All of our digital behavior is recorded. But for many companies, this data sits in pretty dashboards and or even worse, databases, never to be used. The good news is that instead of letting your data degrade, you can use it for your business’ growth strategy to make better decisions.
What is Data-Driven Decision-Making?
Instead of going with the decision you think is best, data-driven decision-making is a strategy that uses data to inform business decisions. In data-driven decision-making, you group together historical information to analyze trends and make decisions for the future based on what’s worked in the past – rather than make decisions based on gut feelings, opinion or even experience.
“Best-in-class” companies position data at the core of every decision they make.
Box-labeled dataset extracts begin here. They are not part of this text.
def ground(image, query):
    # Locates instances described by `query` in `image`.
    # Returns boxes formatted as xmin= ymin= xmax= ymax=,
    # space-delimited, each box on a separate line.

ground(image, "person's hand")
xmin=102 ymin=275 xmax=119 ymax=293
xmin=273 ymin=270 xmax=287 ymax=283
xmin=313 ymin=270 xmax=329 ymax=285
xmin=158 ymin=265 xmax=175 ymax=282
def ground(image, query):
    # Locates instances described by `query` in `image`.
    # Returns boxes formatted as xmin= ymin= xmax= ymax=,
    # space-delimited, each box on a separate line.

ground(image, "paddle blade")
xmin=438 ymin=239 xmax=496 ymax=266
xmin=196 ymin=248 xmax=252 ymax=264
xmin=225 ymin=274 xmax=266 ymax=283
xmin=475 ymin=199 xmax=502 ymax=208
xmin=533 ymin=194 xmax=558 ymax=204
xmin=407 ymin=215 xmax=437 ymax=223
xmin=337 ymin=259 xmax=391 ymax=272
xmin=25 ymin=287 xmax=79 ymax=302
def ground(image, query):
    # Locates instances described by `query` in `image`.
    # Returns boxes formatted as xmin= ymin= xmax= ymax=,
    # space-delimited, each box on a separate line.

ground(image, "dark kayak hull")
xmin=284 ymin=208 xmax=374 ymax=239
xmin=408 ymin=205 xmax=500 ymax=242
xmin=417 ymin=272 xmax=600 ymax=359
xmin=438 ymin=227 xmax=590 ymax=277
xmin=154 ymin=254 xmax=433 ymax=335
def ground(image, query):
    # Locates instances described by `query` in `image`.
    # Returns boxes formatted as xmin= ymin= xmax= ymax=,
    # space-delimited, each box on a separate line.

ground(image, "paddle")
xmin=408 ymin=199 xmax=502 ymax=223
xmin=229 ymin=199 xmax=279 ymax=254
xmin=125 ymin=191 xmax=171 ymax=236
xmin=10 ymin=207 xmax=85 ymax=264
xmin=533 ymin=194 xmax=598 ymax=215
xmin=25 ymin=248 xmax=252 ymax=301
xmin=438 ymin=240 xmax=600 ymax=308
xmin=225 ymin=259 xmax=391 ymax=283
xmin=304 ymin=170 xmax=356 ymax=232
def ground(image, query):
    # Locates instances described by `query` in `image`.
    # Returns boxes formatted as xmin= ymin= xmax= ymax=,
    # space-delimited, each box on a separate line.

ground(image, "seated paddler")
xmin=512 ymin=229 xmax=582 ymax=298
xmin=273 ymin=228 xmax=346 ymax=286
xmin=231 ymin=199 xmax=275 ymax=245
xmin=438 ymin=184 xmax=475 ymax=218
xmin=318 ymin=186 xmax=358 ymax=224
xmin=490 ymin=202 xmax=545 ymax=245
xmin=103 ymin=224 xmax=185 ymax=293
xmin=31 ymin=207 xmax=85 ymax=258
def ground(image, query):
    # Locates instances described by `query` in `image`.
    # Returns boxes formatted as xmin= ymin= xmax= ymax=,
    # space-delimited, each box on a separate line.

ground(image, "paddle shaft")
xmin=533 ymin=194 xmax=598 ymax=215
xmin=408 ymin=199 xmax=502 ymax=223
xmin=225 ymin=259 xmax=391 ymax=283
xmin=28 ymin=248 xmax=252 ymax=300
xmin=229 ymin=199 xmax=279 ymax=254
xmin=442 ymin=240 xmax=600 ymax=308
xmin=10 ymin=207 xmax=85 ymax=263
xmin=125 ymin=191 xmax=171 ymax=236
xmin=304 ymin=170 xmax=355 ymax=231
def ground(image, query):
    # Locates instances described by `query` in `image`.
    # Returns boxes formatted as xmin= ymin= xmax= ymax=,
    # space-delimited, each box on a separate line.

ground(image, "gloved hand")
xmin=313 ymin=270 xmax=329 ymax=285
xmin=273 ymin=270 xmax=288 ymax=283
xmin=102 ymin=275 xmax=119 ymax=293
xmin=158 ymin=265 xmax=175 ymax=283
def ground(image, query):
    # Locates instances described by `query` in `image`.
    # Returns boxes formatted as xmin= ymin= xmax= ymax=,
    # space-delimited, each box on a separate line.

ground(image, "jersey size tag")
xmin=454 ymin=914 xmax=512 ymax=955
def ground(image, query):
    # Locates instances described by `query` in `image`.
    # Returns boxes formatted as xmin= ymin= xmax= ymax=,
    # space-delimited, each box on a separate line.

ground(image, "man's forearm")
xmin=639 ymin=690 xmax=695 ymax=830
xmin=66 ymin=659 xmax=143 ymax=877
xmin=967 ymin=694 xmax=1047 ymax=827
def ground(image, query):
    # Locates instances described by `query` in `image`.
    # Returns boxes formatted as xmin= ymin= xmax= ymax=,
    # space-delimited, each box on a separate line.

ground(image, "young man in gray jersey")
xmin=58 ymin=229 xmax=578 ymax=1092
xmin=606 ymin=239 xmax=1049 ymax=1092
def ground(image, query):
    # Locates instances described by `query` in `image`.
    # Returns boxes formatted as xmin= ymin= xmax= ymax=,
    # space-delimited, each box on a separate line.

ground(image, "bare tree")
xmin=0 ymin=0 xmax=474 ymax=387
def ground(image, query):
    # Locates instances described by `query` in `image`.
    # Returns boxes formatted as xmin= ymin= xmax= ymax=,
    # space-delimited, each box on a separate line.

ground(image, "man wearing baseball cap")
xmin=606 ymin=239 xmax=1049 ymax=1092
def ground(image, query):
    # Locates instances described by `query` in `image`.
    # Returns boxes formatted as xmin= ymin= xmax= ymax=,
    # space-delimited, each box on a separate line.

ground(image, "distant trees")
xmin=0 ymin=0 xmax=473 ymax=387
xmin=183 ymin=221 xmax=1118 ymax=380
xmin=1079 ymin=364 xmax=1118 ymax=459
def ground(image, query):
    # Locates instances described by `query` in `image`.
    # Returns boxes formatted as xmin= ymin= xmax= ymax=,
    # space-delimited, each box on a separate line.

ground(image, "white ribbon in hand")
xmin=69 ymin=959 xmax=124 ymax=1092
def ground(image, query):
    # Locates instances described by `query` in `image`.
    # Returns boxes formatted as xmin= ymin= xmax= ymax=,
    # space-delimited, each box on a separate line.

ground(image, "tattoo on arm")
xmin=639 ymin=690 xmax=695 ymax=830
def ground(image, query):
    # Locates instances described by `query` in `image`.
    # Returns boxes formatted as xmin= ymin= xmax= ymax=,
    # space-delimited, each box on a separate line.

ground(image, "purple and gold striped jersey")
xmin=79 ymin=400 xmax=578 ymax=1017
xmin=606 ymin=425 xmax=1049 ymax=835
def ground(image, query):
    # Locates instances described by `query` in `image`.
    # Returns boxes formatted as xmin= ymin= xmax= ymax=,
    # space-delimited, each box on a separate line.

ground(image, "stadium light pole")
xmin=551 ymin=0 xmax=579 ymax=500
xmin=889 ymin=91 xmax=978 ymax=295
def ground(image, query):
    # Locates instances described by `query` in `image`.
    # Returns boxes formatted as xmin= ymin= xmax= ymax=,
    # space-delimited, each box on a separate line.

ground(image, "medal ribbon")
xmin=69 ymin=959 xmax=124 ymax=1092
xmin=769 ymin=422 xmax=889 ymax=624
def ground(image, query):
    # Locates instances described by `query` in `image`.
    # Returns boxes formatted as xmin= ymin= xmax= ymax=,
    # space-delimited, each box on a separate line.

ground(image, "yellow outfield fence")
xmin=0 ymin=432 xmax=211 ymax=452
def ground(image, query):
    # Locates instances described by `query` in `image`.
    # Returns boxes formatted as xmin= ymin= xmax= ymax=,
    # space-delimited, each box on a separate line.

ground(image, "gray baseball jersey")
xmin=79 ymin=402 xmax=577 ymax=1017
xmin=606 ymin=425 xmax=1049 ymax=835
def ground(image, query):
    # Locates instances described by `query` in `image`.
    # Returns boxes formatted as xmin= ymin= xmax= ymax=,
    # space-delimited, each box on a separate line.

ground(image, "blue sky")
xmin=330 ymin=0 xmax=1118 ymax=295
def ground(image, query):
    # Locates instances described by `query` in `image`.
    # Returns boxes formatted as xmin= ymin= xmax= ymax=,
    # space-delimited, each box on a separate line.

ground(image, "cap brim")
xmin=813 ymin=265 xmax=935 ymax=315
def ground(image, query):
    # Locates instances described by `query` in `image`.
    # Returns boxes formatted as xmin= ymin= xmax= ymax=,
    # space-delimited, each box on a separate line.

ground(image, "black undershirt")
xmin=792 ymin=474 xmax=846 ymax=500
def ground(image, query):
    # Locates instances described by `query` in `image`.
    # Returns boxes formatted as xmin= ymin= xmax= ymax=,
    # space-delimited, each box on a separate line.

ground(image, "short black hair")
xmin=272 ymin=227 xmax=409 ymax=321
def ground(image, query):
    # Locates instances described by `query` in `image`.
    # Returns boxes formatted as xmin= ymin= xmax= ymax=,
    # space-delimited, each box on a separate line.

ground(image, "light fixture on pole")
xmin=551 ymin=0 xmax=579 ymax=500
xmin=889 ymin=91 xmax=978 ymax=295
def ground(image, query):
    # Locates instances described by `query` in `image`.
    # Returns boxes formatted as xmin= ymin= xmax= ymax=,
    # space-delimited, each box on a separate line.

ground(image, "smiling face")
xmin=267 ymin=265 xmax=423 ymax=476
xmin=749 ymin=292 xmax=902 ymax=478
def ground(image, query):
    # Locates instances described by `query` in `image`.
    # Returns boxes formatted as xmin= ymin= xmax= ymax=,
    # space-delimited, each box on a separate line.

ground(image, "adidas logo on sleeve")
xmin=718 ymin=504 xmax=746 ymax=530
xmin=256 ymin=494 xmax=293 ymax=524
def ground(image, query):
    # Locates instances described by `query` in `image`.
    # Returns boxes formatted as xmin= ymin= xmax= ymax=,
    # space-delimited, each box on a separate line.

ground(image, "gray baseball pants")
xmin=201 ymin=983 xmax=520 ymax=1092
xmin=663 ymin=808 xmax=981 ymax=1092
For example, imagine you want to roll out a new line of services for your MSP. Instead of starting from scratch and hoping a new line of service works, take a look at your previous lines of service. What’s profitable? Replicate it. Don’t offer more of something that didn’t work.
Put simply, do more of what worked and less of what may or may not work – all based on the data you have collected to make better business decisions.
Research backs this up model, too.
Businesses leveraging their data experienced a profit increase of 8–10%, and a 10% reduction in overall cost.
If you’re still not convinced, consider this:
While 91% of companies say that data-driven decision-making is important to the growth of their business, only 57% of companies said that they base their business decisions on their data.